И можно было бы жить по-прежнему, а не ждать, когда поведут и удавят.
На воле высокий считал свою жизнь очень плохой и скудной, но теперь она представлялась ему такой радостной, что ради ее продления он готов был решиться на что угодно. Если бы приказали — убил бы и еще кого-нибудь, даже Петрова. Только бы уцелеть самому. А остальное все равно.
Петров молится, молится. Повторяет одну за другой все молитвы, какие только помнит, и, дойдя до конца, опять, без всякого перерыва, начинает сначала. Самый подбор священных слов кажется ему спасительным, и в смысл вдумываться некогда.
Из решетчатого окна протянулась длинная полоса мутного белого света. В коридоре еще горела лампа, и поэтому навстречу этой белой полосе в камеру проникала другая, — красная. Этот красный свет казался горячим, а рассвет был жесток и холоден, как остывший труп.
Крупицын прислушался болезненно изощренным ухом, махнул рукой старику, чтобы тот замолчал хоть на мгновение. Но те же самые звуки, которые сейчас встревожили его, достигли уже и до сознания всех остальных, еще уцелевших в этой медлительной бойне. Только высокий продолжал лежать под бушлатом, дрожал и не хотел ни о чем думать. Но мысли вились хороводом и были все — не о смерти, темной и неведомой, а о жизни, такой знакомой и желанной.

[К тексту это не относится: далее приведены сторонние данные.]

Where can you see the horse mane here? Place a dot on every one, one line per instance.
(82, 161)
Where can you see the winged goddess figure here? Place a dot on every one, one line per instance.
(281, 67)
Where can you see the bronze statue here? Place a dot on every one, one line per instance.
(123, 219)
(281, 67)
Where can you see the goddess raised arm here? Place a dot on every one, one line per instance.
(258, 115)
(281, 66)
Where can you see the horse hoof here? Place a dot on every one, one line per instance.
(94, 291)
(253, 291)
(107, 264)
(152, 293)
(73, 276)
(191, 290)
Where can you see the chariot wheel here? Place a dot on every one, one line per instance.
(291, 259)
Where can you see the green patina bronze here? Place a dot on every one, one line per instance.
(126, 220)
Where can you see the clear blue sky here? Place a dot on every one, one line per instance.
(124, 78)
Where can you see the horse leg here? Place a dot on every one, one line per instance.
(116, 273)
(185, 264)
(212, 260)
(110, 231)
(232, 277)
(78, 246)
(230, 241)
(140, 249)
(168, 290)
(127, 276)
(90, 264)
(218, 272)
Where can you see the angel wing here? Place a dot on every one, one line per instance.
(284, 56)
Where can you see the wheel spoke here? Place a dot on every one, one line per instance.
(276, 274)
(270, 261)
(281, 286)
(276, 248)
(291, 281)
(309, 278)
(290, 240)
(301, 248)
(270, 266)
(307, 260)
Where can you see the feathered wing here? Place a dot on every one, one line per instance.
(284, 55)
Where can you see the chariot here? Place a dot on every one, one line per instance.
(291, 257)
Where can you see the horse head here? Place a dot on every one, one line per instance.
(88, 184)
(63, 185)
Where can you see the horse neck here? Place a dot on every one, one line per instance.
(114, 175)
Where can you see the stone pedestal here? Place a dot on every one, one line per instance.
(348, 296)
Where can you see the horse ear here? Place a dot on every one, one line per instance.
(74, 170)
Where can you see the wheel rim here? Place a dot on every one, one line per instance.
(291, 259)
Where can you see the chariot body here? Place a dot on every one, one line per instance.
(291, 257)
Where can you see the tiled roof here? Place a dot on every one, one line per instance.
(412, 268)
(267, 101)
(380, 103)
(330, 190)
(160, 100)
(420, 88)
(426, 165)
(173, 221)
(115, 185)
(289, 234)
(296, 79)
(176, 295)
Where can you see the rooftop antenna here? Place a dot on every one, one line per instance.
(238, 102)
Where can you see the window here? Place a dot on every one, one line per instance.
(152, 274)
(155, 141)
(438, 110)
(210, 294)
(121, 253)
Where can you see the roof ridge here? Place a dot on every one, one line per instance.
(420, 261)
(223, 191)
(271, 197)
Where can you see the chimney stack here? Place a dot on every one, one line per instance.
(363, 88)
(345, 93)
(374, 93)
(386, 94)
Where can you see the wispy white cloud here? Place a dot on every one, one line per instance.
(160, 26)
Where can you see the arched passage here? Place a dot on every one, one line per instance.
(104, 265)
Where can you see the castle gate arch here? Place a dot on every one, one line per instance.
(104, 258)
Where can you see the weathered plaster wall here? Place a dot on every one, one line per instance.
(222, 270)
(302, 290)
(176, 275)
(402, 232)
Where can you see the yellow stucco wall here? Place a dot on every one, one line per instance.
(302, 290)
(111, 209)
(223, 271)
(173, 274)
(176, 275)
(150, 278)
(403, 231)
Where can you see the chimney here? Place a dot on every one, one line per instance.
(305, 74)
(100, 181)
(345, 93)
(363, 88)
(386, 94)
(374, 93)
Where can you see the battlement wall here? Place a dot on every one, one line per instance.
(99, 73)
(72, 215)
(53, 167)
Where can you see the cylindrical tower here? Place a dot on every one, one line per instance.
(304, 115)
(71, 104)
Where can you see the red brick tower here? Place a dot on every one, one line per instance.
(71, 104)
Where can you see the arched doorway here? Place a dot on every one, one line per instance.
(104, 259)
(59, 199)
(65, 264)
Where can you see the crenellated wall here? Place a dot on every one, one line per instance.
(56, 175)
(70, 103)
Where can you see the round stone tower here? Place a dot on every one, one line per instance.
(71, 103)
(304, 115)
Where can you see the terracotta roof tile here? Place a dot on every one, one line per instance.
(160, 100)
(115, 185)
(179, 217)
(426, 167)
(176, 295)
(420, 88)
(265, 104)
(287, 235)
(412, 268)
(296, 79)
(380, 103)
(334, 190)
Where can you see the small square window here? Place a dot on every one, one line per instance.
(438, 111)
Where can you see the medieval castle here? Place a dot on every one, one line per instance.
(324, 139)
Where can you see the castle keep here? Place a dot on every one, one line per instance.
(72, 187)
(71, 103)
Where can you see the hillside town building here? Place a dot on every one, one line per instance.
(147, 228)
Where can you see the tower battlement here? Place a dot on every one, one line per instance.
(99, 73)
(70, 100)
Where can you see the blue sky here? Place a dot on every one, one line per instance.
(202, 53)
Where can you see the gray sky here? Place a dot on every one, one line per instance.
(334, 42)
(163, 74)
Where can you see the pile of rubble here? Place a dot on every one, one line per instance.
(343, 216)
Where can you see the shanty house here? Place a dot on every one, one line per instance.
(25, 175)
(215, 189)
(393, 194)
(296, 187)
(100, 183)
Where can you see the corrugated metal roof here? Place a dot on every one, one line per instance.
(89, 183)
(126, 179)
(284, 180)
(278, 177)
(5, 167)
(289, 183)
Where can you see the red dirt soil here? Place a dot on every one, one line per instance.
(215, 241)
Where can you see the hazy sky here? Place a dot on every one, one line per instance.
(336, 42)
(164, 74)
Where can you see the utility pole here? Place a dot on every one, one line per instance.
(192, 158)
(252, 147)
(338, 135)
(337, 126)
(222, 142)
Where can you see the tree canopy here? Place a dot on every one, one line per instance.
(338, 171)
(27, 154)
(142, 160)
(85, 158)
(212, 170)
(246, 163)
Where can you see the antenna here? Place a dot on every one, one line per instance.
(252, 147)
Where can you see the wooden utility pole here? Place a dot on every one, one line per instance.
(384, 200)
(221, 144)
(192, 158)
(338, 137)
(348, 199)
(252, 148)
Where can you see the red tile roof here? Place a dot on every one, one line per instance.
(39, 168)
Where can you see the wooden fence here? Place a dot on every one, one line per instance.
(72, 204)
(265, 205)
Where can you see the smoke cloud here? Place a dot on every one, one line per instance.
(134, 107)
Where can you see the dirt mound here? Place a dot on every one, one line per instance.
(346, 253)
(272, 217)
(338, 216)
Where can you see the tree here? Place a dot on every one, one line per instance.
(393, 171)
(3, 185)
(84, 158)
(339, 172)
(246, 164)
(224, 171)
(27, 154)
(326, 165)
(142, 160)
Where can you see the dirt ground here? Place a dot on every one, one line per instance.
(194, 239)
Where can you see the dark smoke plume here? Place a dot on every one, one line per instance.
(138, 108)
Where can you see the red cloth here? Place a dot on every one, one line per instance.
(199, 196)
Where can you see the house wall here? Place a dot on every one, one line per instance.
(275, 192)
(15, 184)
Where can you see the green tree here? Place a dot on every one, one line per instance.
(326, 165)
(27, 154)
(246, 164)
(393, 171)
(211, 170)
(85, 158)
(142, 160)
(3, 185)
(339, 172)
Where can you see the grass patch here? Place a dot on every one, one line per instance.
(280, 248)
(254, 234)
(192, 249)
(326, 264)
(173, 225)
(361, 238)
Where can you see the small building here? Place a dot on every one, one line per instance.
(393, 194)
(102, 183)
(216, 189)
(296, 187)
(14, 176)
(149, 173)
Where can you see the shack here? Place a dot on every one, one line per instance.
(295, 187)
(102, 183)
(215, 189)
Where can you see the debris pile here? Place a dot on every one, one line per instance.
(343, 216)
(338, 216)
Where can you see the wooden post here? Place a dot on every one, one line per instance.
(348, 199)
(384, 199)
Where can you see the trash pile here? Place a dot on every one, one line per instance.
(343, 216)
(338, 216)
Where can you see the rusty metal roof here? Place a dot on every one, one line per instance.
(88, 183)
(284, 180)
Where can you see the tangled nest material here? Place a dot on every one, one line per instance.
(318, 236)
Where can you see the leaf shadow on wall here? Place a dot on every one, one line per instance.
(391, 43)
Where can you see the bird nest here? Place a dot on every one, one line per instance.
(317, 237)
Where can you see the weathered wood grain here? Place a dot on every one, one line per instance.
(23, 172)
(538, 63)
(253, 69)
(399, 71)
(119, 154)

Тем же порядком миновали весь коридор, остановились у шестой камеры. Буриков уже сам, без приказа, распахнул дверь, вытянулся в струнку у косяка, как на поверке.
У помощника тряслись бакенбарды, лицо совсем пожелтело, покрылось темными пятнами. Солдаты выглядели злыми и измученными, а у старшего фуражка сбилась с потного лба на затылок.